PRESENTAZIONE PERINETTI – L’ex ds del Venezia, Giorgio Perinetti, si è presentato alla stampa parlando in conferenza. Si comincia dalla chiamata di Preziosi: “Ho risposto subito sì alla chiamata del Presidente. La prima volta che sono stato allo stadio avevo 11 anni per Lazio-Genoa. Sono onorato di lavorare con Preziosi e per il Genoa e felice di ricambiare questa fiducia. La classifica che abbiamo è immeritata. Ho percepito subito un grande senso di appartenenza da parte di tutti i dipendenti Genoa che ho conosciuto. È molto bello. Con il presidente ci sarà sempre un confronto franco e rispettoso”.
Su Juric e la squadra: “Ho visto un mister motivato e propositivo. Mi piace molto il suo modo di ragionare nel calcio. Stimo Juric e mi auguro che abbia presto la possibilità di dimostrare buoni risultati attraverso il suo lavoro.
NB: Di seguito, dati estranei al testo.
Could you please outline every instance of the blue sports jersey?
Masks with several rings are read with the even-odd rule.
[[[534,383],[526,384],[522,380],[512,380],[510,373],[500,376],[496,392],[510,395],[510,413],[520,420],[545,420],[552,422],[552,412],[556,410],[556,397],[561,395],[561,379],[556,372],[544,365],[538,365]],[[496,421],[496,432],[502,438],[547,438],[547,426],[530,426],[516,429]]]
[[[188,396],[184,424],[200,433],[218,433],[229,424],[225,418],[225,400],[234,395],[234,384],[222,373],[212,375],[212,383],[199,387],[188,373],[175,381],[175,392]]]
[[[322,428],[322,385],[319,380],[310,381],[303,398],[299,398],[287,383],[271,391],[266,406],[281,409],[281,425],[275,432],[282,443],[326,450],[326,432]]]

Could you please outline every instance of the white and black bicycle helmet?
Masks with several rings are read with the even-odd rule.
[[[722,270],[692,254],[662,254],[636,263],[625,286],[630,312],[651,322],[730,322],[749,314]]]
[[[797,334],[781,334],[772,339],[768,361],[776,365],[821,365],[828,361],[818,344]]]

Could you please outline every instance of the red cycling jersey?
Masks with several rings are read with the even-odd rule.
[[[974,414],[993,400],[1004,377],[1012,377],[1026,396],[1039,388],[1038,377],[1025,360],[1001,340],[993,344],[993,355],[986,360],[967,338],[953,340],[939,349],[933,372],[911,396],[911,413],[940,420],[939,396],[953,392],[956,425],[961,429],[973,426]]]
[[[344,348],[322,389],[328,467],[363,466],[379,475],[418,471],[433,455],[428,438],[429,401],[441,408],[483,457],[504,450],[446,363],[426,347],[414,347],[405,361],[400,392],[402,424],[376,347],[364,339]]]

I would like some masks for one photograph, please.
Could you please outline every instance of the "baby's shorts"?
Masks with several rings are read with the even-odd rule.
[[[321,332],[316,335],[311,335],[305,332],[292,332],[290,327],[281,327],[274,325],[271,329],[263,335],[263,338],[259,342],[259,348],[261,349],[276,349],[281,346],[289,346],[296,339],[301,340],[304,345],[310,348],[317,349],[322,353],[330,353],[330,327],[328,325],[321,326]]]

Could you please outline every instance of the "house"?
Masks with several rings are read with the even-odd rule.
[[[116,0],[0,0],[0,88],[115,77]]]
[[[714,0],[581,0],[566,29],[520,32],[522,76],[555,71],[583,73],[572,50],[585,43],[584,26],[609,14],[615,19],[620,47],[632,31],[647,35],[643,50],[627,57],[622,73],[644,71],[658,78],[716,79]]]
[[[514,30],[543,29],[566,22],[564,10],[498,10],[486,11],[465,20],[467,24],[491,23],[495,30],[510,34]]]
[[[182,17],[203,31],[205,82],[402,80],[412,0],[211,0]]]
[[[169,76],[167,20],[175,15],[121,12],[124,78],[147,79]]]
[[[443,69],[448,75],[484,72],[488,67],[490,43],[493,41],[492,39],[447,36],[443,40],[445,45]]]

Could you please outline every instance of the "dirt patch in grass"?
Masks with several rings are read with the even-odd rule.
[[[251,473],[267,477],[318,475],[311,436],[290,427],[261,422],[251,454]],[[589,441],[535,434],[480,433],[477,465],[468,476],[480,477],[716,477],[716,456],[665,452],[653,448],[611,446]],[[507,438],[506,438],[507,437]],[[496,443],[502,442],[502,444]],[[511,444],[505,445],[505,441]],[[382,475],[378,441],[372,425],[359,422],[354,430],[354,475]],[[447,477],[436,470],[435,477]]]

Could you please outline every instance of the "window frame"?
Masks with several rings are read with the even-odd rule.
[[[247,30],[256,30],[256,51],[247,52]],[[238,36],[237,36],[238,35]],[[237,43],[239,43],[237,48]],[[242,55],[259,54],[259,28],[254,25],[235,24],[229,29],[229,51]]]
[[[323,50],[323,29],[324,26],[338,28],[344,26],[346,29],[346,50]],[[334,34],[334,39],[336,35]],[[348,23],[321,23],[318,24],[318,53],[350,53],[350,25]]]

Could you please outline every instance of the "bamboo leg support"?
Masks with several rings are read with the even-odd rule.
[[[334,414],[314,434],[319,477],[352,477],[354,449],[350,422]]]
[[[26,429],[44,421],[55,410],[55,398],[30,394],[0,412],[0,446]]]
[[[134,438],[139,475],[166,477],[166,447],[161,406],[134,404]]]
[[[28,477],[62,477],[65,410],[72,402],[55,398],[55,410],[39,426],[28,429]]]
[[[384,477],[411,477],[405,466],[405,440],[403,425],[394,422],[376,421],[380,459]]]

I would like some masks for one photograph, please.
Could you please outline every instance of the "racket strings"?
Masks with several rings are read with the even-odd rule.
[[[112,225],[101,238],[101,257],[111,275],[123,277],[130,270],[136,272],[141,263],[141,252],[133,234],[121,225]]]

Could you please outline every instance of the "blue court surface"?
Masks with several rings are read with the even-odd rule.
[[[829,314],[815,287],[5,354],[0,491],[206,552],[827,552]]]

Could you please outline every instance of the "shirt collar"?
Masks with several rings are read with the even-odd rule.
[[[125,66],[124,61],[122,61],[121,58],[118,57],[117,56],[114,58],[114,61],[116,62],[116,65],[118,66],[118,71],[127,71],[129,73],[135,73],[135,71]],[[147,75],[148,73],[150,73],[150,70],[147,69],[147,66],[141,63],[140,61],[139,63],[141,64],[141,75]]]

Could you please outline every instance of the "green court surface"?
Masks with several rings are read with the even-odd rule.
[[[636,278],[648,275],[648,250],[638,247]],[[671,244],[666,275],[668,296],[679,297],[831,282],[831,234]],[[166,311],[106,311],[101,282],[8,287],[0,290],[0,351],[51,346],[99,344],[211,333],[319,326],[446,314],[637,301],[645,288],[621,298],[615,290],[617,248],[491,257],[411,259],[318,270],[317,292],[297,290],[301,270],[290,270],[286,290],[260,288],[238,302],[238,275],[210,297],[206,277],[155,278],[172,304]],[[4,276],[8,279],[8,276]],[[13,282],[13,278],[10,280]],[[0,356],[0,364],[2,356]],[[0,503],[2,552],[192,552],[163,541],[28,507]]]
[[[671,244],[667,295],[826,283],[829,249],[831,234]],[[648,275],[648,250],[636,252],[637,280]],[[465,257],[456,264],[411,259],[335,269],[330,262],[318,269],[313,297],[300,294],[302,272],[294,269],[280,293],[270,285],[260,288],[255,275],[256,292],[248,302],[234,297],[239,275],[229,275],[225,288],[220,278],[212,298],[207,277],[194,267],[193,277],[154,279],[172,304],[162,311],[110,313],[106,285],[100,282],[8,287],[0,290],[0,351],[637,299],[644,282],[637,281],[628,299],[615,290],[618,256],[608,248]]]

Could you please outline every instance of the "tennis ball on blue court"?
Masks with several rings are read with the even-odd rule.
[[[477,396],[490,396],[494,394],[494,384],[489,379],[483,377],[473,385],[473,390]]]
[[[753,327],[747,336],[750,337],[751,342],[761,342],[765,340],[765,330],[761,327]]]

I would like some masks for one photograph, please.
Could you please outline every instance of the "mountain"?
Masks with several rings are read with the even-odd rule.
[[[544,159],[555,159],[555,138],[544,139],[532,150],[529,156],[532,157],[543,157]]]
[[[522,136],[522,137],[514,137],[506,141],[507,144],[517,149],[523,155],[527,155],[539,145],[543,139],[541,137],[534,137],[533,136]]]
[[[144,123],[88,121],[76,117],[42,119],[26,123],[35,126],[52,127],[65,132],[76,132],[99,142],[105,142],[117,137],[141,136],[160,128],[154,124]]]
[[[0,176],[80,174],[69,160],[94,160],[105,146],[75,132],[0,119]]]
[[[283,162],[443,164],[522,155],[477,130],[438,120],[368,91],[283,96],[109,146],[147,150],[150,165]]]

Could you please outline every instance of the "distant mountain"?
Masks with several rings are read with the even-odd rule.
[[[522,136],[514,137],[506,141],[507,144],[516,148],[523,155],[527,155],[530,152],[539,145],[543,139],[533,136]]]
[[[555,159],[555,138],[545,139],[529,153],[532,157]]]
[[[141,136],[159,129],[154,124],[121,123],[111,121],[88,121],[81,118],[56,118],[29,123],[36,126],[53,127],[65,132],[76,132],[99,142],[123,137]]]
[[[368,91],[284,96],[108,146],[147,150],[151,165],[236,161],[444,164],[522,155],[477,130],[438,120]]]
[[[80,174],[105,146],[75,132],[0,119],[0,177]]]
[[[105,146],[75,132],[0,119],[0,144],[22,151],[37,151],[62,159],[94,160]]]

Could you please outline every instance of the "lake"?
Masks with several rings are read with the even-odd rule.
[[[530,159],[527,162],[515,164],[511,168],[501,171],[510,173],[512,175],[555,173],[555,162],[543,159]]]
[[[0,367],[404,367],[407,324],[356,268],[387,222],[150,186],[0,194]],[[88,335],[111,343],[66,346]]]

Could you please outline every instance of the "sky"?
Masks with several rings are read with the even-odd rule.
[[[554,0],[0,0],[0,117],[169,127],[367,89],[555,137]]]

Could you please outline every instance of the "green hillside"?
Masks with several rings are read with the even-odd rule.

Ho visto un gruppo coeso con l’intenzione di uscire al più presto da questo momento negativo. Sarò molto vicino alla squadra. Presto ci saranno rientri importanti tra cui quello di Izzo e Lapadula”.

Come si esce dal momento negativo? L’ex Venezia risponde così: “Ci vuole una società forte e presente, con l’aiuto di una tifoseria coesa. Le critiche devono essere costruttive. Ho visto il presidente Preziosi motivato a dare il meglio per il Genoa. La serenità conta ma anche la determinazione. Ora il nostro obiettivo è Cagliari-Genoa, match di estrema importanza. Vorrei vedere più attenzione e più cinismo. Domenica è la partita. Tifosi? La partecipazione attiva e completa della tifoseria è molto importante. Ne dobbiamo tenere sempre conto”.
Perinetti dà poi indicazioni sul mercato: “A gennaio bisognerà cercare un centrocampista più strutturato, fare qualche intervento di riparazione“.
Sulla possibile cessione della società: “Il futuro può anche essere la cessione se questa risulta appagante. Vogliamo lavorare per costruire. Voglio dimostrare con i fatti”.